The Pros and Cons of a Weak Dollar

05/27/2009 12:01 am EST

Focus: FOREX

Kathy Lien

Managing Director and Co-Founder BKForex LLC, BK Asset Management

With traders in the US and UK coming off their holiday weekends, most people would expect a quiet day in the foreign exchange market. Unfortunately, that has not been the case with the EUR/USD and GBP/USD enjoying a 100-pip trading range. On Friday, we talked about how the trading range in the EUR/USD between 2006 and 2008 averaged 50 pips on Memorial Day Monday, but the possibility of unusually active trading should not be overlooked because the EUR/USD saw larger moves in 2005 and 2004. The daily price action of the major currency pairs masked intraday rollercoaster-like moves, which were partially triggered by reports that North Korea has conducted another missile test. Views on the dollar continue to dominate the price action in the currency markets, and so far, traders remain bearish US dollars. With the greenback depreciating significantly since the beginning of the month, it is interesting to consider the pros and cons of a weaker dollar.

Benefits of a Weaker Dollar

At a time when a recovery in the US economy is all but certain, a weaker dollar solidifies the foundation for stabilization. One of the primary reasons why a weaker dollar will help the US economy is because it boosts foreign demand while keeping US consumer demand domestic. A weaker dollar increases the competitiveness of US goods, benefitting the sales of US corporations and manufacturing activity. Hopefully, this will reduce the trade deficit and translate into more jobs and stronger consumer spending. A weaker dollar also helps the US tourism industry and mergers and acquisitions. The recent decline in the dollar is concerning for foreign investors who already hold dollar-denominated assets, but for investors who are looking to gain exposure to US investments, a cheaper currency makes US corporations more attractive acquisition targets. Therefore, in this current environment, we do not expect the US government and the Federal Reserve to stand in the way of further dollar weakness because it helps more than hurts the US economy.

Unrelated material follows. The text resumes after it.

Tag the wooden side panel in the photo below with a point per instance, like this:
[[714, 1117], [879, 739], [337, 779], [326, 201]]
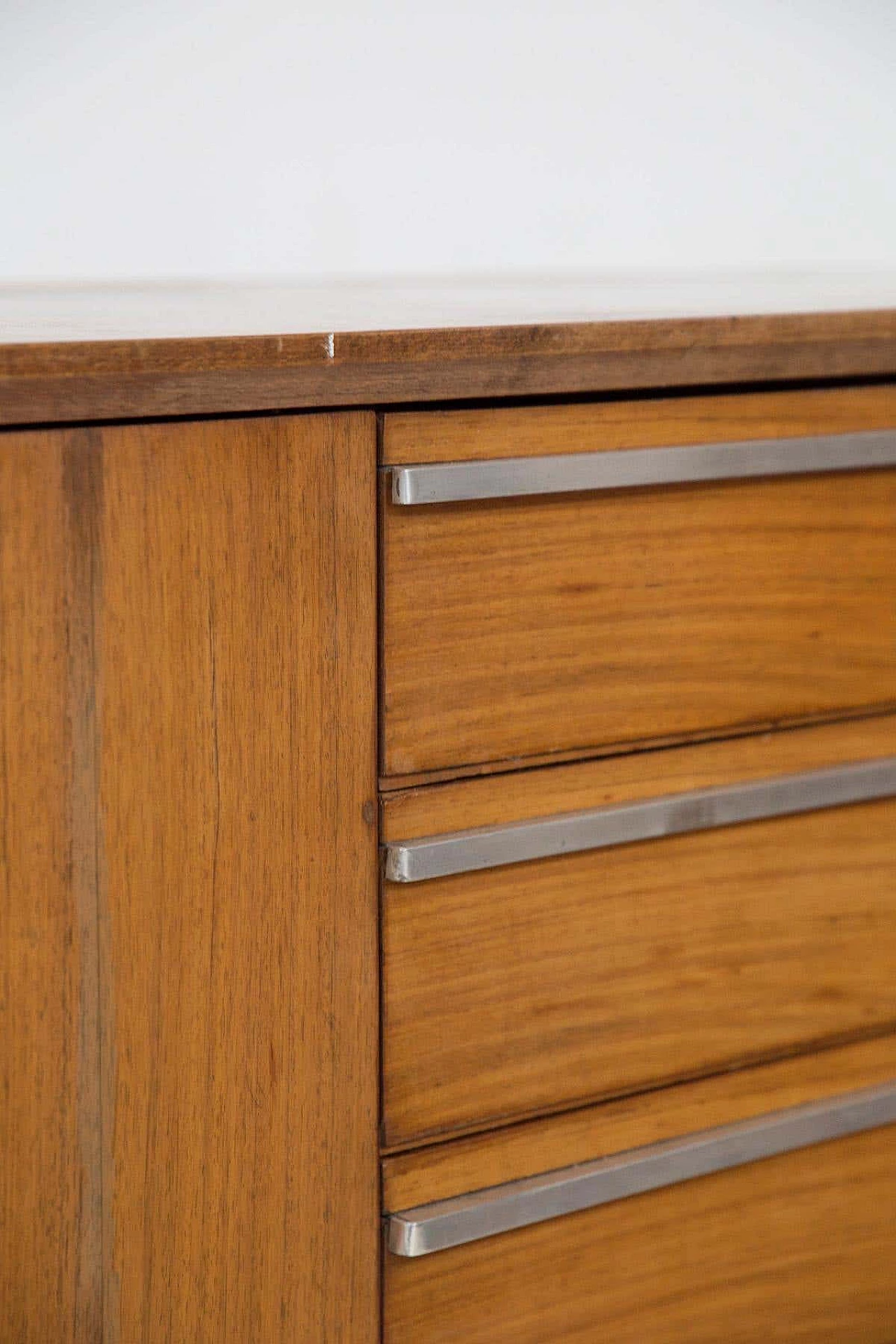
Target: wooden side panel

Disadvantages of a Weaker Dollar

The primary disadvantage of a weaker dollar is inflation. We have already seen oil prices tick higher as a direct result of the dollar’s weakness, and other commodities have followed suit. Inflation is always a problem, but if it comes at a time when the consumers cannot handle higher prices and when the central bank’s policies could drive runaway inflation, it is even more concerning. Oil prices have a very strong correlation with consumer prices, so if the dollar continues to fall, we could see inflation continue to rise. The risk is that if inflation gets out of hand, the central bank may need to respond with tighter monetary policy. Martin Wolf of the Financial Times once said, “The resolution of each crisis lays the seeds of the next.” In order to get out of a crisis, the Federal Reserve will usually lower interest rates aggressively. We saw this after the Asian and Russian crises of 1997 and 1998, which eventually led to bubbles in the financial market, forcing the Fed to hike interest rates. Dollar weakness also raises the cost of foreign goods and international travel.

Consumer Confidence: Weak but Improving

The Conference Board’s consumer confidence report will be the most market-moving piece of economic data for the US dollar this week. Although confidence will remain weak, we expect it to improve. The recent strength in the equity market and the prior increase in the University of Michigan consumer sentiment report suggest that we will see a dollar-positive outcome. In addition to confidence, the S&P/Case-Shiller housing price index, and the Richmond and Dallas Fed manufacturing surveys are due for release. Housing prices are still expected to fall on an annualized basis, albeit at a slower pace, while manufacturing sector activity should improve.